New Zealand Prime Minister John Key complained his personal supplies of Marmite were dwindling Tuesday, amid a nationwide shortage of the salty spread caused by the Christchurch earthquakes.
In a culinary crisis that has been dubbed "Marmageddon", the country's only Marmite factory in Christchurch closed in November due to earthquake damage and will not resume production of the thick, black savoury concoction until July.
Key said the shortage was already impacting on the prime ministerial breakfast.
"I'm going to have to go thin I'm afraid. I have a very small amount in my office and once that runs out I'm obviously aware that supplies are very short," he told TV3 on Tuesday.

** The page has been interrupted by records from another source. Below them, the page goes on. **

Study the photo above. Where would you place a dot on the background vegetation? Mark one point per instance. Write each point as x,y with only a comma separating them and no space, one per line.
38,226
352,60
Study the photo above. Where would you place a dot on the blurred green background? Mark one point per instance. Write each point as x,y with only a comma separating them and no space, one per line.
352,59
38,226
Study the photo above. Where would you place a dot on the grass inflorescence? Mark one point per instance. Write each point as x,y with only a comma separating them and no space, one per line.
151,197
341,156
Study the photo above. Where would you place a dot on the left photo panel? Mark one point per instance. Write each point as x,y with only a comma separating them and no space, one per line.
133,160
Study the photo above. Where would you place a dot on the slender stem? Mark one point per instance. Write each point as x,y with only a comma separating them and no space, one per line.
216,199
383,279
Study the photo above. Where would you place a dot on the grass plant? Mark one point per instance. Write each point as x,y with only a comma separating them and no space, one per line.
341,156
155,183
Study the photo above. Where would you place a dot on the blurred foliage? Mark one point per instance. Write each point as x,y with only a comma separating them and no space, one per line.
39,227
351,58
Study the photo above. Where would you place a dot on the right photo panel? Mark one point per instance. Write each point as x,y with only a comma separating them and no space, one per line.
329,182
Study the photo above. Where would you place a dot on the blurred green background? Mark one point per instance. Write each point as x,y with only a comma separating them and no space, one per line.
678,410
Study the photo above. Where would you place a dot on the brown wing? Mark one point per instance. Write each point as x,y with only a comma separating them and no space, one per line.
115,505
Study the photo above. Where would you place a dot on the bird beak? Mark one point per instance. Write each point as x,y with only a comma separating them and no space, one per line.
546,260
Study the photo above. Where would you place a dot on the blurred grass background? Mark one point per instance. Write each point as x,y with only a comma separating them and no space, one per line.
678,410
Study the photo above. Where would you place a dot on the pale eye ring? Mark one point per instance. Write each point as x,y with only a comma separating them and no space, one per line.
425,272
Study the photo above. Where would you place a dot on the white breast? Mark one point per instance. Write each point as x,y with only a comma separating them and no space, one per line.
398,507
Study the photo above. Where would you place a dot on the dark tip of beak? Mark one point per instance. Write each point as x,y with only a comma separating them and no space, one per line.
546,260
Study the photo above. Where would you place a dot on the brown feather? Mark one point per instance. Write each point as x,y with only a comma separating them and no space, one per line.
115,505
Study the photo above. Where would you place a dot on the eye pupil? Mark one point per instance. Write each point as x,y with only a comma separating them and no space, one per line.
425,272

However, in a move unlikely to endear him to New Zealand purists, he revealed he was also a fan of Marmite's Australian rival Vegemite.
"I've got to be honest I can eat Vegemite as well. I'm a consumer that can move between brands, I'm ashamed to say it," he said.
Food company Sanitarium has urged consumers to make the most of existing Marmite supplies by spreading it thinly on their breakfast toast or rationing to once a day.
"With toast it's a little bit warmer so it spreads easier and it goes a little bit further," general manager Pierre van Heerden told public radio on Monday.
Van Heerden revealed Marmite had already sold out in some parts of the country and appealed for shoppers not to clear remaining stocks for their own hoards.
"People need to be considerate of their fellow Kiwis," he said.
"There's no need to panic or freak out that Marmite isn't going to be available in the longer term, this is a short-term hiccup because of the earthquakes."
Online prediction website ipredict.co.nz was forecasting an 83 percent chance Marmite would be rationed in New Zealand supermarkets Tuesday, while one seller on auction website trademe.co.nz was offering jars at up to NZ$60 ($50). The New Zealand spread tastes slightly different to Vegemite and the British version of Marmite, which has long been marketed with the line "you either love it or hate it".
Fans of each variation insist that theirs is the best, although the appeal often escapes those who have not grown up eating them.
Some critics liken such spreads, based on brewer's yeast extract, to axle grease laced with salt.
US Secretary of State Hillary Clinton almost caused a diplomatic incident on a 2010 visit to Australia when she said: "I've never understood why you would ruin a perfectly good slice of bread with Vegemite."